Graham Barrett, Jon Fitzgibbons, Michele Vescovi and myself recently had an article published in the IMPact e-journal of Higher Education Research, which is published by the University of Lincoln. In it, we reflected on our experiences of teaching students digital reading (and other!) skills during the Covid-19 pandemic.

You can read the full paper here:

In case you’re pressed for time, here’s the abstract:

This small-scale study highlights some of the challenges faced teaching first-year undergraduate History students during the Covid-19 pandemic in the 2019-20 and 2020-21 academic years and outlines the strategies that were put in place to address them. The article describes how Talis Elevate, an online tool that enables students to engage actively and collaboratively with digitised readings, was deployed across a range of first-year modules in History at the University of Lincoln. Feedback from staff and students is analysed, alongside user data collected by the Talis Elevate tool.
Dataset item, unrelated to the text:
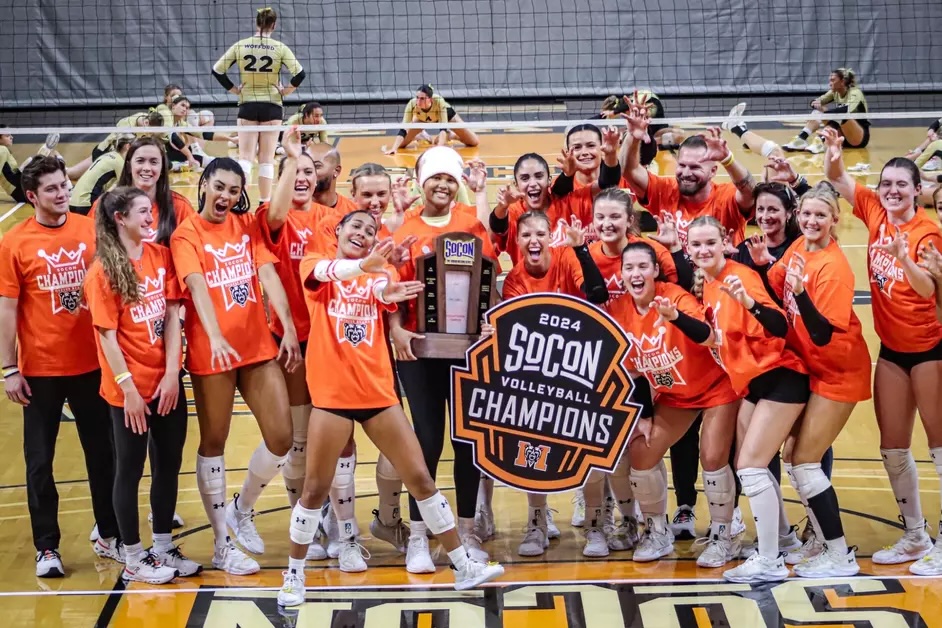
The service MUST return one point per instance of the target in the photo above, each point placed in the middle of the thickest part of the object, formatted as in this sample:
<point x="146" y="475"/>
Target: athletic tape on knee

The article demonstrates that a structured approach to engaging students in online reading tasks in preparation for class functioned effectively as a driver for student learning, but that some of the issues associated with engaging students in face-toface teaching spaces, such as the reluctance of some students to contribute to discussion, were replicated online.

Citation: G. Barrett, J. Fitzgibbons, M. Vescovi and J. Wood (2023), “Reading through the pandemic: promoting active digital engagement with text-based resources”, IMPact 6(2).